Ma non era una richiesta d’aiuto. Lui non aveva bisogno d’aiuto. Questa è una cosa che nessuno riusciva a capire, neanche gli altri “aspiranti suicidi”. Non si sentiva triste, incompiuto o fallito. Anzi. Aveva vissuto la sua vita, e voleva cristallizzarla in un momento bello, da condividere con gli altri. Che ovviamente non capirono, e si dilettavano in patetismi da Telefono Azzurro o trollate di cui, a gesto compiuto, gli autori si pentirono amaramente.

Quest’uomo è andato dritto come un treno, forte della sua consapevolezza, fottendosene di qualsiasi opinione. Sapeva come non farsi trovare. Aveva messo il suo blog su un sito di free-blogging americano (primadipartire.weblogs.us, ora svanito nel nulla), basato su WordPress. Come già dissi, WordPress è fico, e fra le tante figate c’è la possibilità di pubblicare un post in data futura. E lui così fece.

L’11 luglio, mentre Luca K. svelava la propria identità ai suoi lettori nel blog, Ciro Eugenio Milani era già morto. In realtà voleva farlo la notte prima, ad un anno esatto dalla morte di un suo amico. Stesso ponte. Non che gliene fregasse molto di far poesia su questo momento, ma gli sembrava una cosa da fare.

Ci furono altri post con data futura.
Saluti, precisazioni, cazzate.
Luca K. voleva un altro spiraglio di vita virtuale.

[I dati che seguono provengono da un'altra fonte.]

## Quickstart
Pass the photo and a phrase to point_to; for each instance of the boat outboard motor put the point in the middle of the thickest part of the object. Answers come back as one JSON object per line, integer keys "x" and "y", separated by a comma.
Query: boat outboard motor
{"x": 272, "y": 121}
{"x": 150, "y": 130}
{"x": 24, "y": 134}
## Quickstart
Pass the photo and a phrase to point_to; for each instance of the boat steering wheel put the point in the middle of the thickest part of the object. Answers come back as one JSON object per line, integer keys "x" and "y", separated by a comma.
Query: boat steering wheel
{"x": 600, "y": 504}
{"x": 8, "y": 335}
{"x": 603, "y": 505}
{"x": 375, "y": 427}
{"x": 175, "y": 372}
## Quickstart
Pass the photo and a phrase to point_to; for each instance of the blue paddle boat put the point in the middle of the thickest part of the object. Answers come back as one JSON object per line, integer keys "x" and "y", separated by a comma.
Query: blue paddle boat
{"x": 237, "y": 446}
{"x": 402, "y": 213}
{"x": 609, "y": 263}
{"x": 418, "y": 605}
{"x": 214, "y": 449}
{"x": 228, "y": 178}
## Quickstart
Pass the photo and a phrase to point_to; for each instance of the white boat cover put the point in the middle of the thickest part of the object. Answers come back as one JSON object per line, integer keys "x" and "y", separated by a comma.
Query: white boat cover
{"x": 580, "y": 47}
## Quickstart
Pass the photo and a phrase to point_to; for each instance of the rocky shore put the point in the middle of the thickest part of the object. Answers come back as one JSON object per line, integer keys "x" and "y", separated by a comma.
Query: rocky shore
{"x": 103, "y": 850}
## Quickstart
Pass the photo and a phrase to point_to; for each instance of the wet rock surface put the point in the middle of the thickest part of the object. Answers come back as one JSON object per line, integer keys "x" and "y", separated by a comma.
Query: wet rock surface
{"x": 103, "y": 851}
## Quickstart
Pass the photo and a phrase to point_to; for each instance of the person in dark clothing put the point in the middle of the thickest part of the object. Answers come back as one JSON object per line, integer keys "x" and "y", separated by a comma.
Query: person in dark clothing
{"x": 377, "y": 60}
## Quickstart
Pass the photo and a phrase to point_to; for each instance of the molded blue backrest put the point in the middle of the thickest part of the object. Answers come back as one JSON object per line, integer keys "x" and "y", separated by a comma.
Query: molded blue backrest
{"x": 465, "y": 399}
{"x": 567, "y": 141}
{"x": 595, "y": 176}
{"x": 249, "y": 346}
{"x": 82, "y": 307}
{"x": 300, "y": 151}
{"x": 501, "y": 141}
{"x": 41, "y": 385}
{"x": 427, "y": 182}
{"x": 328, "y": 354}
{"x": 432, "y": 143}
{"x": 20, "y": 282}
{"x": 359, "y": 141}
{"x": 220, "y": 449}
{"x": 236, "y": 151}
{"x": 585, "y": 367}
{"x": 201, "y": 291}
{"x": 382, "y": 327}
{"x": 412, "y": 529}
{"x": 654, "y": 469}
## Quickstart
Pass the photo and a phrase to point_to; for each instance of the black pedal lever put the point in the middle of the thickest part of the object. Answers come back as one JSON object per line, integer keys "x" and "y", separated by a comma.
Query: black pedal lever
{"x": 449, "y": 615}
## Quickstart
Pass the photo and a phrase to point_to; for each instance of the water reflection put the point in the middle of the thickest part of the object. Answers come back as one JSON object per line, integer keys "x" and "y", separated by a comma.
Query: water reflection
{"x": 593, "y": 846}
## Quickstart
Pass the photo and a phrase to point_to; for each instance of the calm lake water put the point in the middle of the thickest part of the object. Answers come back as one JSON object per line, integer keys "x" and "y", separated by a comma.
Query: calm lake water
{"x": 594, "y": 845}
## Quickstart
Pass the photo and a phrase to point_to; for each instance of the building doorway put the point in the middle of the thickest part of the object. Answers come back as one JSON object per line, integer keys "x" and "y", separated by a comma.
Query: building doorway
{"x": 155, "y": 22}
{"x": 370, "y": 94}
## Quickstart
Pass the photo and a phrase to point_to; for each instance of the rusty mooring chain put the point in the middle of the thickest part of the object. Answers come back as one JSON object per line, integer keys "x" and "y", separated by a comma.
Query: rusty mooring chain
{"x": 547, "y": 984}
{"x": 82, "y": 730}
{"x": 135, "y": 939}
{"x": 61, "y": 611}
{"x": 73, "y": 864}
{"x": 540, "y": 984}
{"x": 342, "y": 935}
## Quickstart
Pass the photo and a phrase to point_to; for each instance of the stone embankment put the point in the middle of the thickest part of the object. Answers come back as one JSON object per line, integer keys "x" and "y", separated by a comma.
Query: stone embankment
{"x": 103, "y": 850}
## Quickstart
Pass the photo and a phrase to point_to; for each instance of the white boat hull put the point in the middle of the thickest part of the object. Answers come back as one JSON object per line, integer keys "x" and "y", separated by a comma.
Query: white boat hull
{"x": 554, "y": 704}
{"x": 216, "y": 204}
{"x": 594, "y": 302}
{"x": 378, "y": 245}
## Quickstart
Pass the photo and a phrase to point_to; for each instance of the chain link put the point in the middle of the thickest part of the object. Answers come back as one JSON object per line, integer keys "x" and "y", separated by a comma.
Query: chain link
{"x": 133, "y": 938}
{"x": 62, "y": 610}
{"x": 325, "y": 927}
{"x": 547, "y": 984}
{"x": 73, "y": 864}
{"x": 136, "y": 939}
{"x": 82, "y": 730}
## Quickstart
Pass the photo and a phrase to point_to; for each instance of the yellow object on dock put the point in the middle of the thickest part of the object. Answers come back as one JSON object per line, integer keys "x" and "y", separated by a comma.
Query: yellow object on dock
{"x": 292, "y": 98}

Di Ciro Milani non so nulla. Di Luca K. so quello che ricordo da una lettura febbrile del blog a cose appena fatte. Non ricordo come capitai su quel blog, so solo che ormai non c’è più. Così come l’altro, blog.weow.org. Sono riuscito a ricostruire la storia essenzialmente a memoria, con l’aiuto di Wayback Machine e alcuni frammenti sparsi qua e là su siti e articoli di giornale.

Cazzo, Luca, sei peggio di Archiloco.
E allora, sai che ti dico?
Questo post lo pubblico in una data futura pure io.
Dal 30 novembre 2011 all’11 luglio 2012.
Tanto per te aspettare non è un problema, adesso.

One thought on “Luca K.

  1. Ancora a distanza di anni leggo di Ciro, è incredibile come questo ragazzo abbia lasciato una traccia indelebile nelle persone.
    Spesso cerco tramite il motore “Google” notizie inerenti e mi imbatto, non spesso, in nuovi post dedicati a lui, come questo.
    Ciro “come credo”, abbia detto basta ad una vita fatta di molliche. Lo stesso blog ne era una sua prova, non chiedeva aiuto, scriveva solamente le sue giornate vuote, cosa a cui non voleva più sottostare.
    Nessuno deve permettersi il lusso di giudicare ciò che ha fatto. In molti commenti leggo che è stato un pazzo, che chi si suicida è un fallito, cose simili. Ma io dico sempre a tutti il fallito è colui che decide di farla finita perchè non vuole una vita di stenti oppure colui che campa alla giornata?
    Bellissimo post, grazie che ancora tieni vivo il ricordo di Ciro.